Bargaining | The Third Stage of Grief

I tried to bargain with a god and was unsuccessful.

I always loved writing, but when I was in 8th grade and my mom got cancer, I journaled like my life depended on it. Mainly because I thought HER life depended on it.

I grew up in the church. I started leading worship in my youth group at 13 and was seen as a "leader" pretty early on in life. I was proud of how I was viewed and felt like I truly had it all together. I really wasn’t insecure and didn’t question what I had grown up hearing about who God was and how He worked.

Unfortunately, somewhere along the way I picked up the wrong belief that if I kept talking to God and tried to do what I thought he wanted, nothing bad would happen to me or my family. I was trying to appease Him. I had confused appeasing with loving. My appeasing turned into bargaining when things got worse.

As I read my journals from that season of life, I cringe a little. I feel sad. I grew up believing in a god who was a conditional force who, if provoked, would strike me down if he felt like it. I might have acknowledged it with words, but my true belief was not in a God that loves me because He loves me.
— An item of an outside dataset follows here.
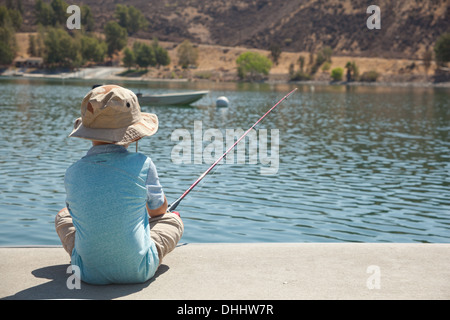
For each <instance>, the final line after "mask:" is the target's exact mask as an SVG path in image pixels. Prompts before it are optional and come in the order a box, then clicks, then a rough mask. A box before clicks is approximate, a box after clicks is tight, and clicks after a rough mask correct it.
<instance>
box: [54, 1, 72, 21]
mask: <svg viewBox="0 0 450 320" xmlns="http://www.w3.org/2000/svg"><path fill="white" fill-rule="evenodd" d="M50 6H51V7H52V9H53V17H52V25H53V26H56V25H57V24H60V25H61V26H64V25H65V23H66V20H67V12H66V11H67V7H68V6H69V5H68V4H67V3H66V2H65V1H63V0H52V2H51V3H50Z"/></svg>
There are countless entries proclaiming healing over my mom. Telling god I will be a better follower if he makes her better. Telling him I will never ask for anything else. Bargaining.

Listen to “Bargaining” here

It breaks my heart, because that's not the relational God I know that He is. And partially because I still try to act transactional with God even as an adult. But as a teenager, I never actually thought my mom would die. Surely god wouldn't let that happen.

One month into marriage I experienced debilitating anxiety. Yet for the first time since my mom died, I felt safe. I felt happy. Life was so wonderful, but I was terrified of something happening that would compromise that.

I was so afraid of having a panic attack that I would avoid any situations that could potentially trigger one. It started with the fear of developing certain food allergies and escalated to not wanting to go to the grocery store, hang out with friends, go for a run, or basically anything that required me to leave our apartment. If my husband was late getting home from work or didn’t answer his phone, I concluded that he got in a car wreck and died.

Every second of the day I was waiting for something awful to happen. I was convinced my world could fall apart at any moment, and I had to be prepared.

Looking back, I can see that my anxiety was centered around trying to keep my life exactly how it was.

If you haven't learned the hard way yet, trying to hold life together and control every single detail of what happens is exhausting. And surprise! It doesn’t work. The harder I tried to control, the more exhausted I became from spinning my wheels trying to be superwoman. It was wrecking me.

I remember telling God all I wanted was to be married 50+ years, and for my husband and I to simply die of old age. I begged Him to keep away any cancer, accidents, divorce, etc.

I said I wouldn’t ask for anything else...

10 years after losing my mom, and there I was bargaining with a god again. Trying to make deals with my perception of a god who was ready to strike. All I wanted was a sense of control, and I couldn’t get it.

While I've learned some healthy habits around control since first getting married, I still struggle with anxiety when I feel like I'm losing control of situations. Anyone else?